Style Guide

Unless otherwise specified, follow the Boost “Design and Programming” guidelines and header guidelines. They do not address purely stylistic matters of indentation, spacing, and brace placement; those are addressed for FleCSI by clang-format.

Exceptions

Starting from the 2019 version:

  • Optimization does matter for FleCSI, but only where the overhead it introduces is expected to be a significant fraction of the application’s runtime.

  • Obviously FleCSI uses certain additional libraries (like Legion). Do not add further dependencies without discussion. As a single component, there is no need to limit use of one part of FleCSI by another.

  • The ABI concerns, especially for Windows, are irrelevant.

  • noexcept has replaced exception-specifications and should be used as appropriate, especially for move operations.

  • FleCSI uses its own unit-testing framework, not Boost’s.

  • The preferable line-length limit is 78 characters, so that even a diff of such a file avoids the line continuations used in some displays.

  • Individual documentation files do not get their own copyright/license.

  • The source-file header is of course different.

  • FleCSI uses flog_assert, not BOOST_ASSERT.

  • min and max do not require special treatment.

  • Header and source files are suffixed with .hh and .cc.

  • There are no “primary directories”.

  • Code documentation is generated by Doxygen, prose by Sphinx.

Additional Rules

  • Changes purely for stylistic reasons should be rare and must appear in a separate commit (preferably a separate merge request).

  • Class and enumeration names do not get a suffix _t.
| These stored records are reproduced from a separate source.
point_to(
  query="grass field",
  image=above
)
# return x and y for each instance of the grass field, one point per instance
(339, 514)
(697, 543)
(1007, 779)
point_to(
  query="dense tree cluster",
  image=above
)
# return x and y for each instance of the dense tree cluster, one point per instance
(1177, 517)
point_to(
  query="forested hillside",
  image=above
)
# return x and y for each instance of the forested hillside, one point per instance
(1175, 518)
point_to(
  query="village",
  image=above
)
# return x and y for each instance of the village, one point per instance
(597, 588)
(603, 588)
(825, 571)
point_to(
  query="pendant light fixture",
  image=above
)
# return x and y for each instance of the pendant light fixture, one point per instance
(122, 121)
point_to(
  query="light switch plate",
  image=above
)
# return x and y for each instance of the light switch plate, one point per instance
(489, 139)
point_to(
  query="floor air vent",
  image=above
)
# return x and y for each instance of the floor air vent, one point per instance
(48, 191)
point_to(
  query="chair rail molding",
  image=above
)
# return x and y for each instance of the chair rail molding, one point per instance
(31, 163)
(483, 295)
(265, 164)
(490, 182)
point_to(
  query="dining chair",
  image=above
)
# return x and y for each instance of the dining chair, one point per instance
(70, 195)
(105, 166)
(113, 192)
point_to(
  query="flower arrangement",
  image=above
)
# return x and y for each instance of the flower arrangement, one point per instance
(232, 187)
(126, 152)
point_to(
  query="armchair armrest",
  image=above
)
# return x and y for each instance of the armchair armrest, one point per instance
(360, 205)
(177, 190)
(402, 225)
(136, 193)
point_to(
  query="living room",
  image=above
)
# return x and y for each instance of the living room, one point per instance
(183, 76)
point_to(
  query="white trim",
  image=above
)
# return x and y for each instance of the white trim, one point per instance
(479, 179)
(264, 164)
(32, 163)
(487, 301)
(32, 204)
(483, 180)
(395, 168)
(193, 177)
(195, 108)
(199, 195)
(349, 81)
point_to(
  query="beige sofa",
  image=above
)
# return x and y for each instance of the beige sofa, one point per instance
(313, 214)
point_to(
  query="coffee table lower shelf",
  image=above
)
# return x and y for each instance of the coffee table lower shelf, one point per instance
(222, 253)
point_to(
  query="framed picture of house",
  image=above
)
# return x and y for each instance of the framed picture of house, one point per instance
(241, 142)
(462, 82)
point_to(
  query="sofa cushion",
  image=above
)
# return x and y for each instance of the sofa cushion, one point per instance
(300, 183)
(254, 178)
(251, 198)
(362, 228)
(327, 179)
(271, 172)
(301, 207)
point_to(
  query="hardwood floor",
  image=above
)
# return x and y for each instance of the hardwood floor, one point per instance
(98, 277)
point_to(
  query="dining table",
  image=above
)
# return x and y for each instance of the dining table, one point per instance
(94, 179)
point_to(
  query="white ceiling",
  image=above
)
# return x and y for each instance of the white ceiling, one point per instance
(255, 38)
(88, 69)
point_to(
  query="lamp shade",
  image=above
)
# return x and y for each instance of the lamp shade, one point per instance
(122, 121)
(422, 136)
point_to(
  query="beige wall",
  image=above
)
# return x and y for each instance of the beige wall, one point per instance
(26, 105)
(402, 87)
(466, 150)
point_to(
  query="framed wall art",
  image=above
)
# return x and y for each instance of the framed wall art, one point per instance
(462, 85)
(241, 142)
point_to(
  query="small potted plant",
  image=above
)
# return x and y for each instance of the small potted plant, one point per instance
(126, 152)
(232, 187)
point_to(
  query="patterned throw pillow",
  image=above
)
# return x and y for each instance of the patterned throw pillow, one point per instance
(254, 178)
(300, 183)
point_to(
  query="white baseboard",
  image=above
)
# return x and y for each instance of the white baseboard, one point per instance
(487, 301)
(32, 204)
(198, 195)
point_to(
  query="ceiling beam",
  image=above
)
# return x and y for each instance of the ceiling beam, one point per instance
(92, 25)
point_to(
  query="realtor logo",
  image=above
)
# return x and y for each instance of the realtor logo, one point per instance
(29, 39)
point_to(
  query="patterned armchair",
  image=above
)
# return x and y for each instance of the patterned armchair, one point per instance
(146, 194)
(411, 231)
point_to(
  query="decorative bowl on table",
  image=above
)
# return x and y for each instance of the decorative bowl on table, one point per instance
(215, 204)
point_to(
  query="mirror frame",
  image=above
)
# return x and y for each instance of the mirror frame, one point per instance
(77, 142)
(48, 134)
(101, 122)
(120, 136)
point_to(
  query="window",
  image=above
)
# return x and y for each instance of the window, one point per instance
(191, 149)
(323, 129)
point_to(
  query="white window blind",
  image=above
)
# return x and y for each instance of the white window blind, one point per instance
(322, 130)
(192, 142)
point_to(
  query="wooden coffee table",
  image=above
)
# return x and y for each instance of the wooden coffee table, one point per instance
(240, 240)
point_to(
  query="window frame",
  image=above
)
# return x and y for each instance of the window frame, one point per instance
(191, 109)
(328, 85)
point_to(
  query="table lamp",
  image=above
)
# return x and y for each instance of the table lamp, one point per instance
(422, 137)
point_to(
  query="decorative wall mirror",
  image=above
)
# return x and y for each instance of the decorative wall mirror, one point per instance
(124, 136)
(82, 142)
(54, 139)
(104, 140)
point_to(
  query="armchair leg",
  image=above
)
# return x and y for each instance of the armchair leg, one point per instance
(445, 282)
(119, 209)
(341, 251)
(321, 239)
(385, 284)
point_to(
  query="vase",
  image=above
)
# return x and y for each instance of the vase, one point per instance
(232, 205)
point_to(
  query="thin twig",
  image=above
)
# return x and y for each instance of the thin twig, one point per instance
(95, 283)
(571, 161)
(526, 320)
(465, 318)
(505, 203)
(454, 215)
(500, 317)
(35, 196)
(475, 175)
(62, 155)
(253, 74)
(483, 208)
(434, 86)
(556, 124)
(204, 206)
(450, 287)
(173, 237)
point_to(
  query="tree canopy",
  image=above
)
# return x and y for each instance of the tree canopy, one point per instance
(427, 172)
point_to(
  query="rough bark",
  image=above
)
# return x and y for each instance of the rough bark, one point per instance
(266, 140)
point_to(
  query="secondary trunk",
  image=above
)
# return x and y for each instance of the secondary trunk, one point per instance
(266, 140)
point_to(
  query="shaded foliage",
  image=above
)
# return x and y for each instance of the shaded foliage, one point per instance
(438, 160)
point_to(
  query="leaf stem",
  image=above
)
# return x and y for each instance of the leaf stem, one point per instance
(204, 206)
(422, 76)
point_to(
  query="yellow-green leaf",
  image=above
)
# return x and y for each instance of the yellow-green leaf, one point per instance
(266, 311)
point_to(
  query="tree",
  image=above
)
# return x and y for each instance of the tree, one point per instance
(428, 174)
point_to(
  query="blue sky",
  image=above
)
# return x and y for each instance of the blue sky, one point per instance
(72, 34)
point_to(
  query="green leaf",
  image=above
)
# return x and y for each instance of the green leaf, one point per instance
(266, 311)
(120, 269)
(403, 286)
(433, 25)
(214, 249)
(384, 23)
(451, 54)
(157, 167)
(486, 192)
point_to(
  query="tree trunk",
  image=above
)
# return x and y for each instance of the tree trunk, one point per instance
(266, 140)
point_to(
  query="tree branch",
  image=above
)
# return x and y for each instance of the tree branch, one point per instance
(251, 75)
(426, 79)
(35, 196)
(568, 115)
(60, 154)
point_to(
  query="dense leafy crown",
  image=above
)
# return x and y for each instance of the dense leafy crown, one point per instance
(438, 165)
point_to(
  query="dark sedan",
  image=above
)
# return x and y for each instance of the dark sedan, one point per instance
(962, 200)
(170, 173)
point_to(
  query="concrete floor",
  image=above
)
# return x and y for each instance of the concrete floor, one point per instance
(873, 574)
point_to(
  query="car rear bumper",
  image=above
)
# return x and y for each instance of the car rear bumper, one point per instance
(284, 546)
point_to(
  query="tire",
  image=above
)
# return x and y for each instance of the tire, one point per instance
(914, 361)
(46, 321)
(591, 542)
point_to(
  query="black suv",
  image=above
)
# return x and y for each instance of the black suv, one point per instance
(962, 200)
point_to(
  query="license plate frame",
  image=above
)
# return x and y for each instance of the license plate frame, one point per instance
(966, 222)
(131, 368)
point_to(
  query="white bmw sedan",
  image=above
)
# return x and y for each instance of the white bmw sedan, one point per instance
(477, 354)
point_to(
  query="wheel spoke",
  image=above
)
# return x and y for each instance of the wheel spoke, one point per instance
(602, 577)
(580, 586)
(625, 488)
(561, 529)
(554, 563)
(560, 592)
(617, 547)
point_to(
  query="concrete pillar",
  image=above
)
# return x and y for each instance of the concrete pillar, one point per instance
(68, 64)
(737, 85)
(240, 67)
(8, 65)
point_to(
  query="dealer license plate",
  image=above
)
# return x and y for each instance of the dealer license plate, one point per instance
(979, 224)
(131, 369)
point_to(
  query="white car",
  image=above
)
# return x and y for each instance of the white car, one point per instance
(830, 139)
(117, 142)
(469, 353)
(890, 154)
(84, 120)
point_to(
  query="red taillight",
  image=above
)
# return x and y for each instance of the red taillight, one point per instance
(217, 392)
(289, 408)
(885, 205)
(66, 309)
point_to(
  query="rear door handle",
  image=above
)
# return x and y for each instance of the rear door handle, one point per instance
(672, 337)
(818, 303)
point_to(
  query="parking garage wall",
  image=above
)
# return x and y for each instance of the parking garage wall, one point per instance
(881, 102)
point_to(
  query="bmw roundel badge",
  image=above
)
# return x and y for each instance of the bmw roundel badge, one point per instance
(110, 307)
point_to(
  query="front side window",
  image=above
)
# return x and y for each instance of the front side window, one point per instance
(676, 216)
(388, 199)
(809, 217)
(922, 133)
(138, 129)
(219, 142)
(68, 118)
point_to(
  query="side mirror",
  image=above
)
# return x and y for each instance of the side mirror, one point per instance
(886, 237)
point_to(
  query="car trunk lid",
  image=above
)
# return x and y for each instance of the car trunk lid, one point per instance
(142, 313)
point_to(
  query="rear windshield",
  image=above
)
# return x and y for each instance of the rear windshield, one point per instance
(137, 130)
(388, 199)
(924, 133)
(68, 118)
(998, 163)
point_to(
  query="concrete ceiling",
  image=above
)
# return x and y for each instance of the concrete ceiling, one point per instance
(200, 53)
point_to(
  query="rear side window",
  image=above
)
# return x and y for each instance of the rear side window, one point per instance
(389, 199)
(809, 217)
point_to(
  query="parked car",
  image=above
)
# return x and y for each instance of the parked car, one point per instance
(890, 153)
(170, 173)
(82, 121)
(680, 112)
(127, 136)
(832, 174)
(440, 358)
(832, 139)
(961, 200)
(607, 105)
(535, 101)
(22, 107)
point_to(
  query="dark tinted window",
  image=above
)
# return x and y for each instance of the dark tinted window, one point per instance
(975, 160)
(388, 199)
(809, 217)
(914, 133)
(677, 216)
  • Header names are “absolute” (i.e., begin with flecsi/).

  • Function documentation uses the imperative mood.

Directory Structure

The source code for the core FleCSI infrastructure is located in the top-level/flecsi directory. For the most part, the subdirectories of this directory correspond to the different namespaces in the core infrastructure. Each of these subdirectories must contain a valid CMakeLists.txt file. However, none of their children should have a CMakeLists.txt file, i.e., the build system will not recurse beyond the first level of subdirectories. Developers should use relative paths within a CMakeLists.txt file to identify source in subdirectories.

Unit test files should be placed in the test subdirectory of each namespace subdirectory. By convention, developers should not create subdirectories within the test subdirectory.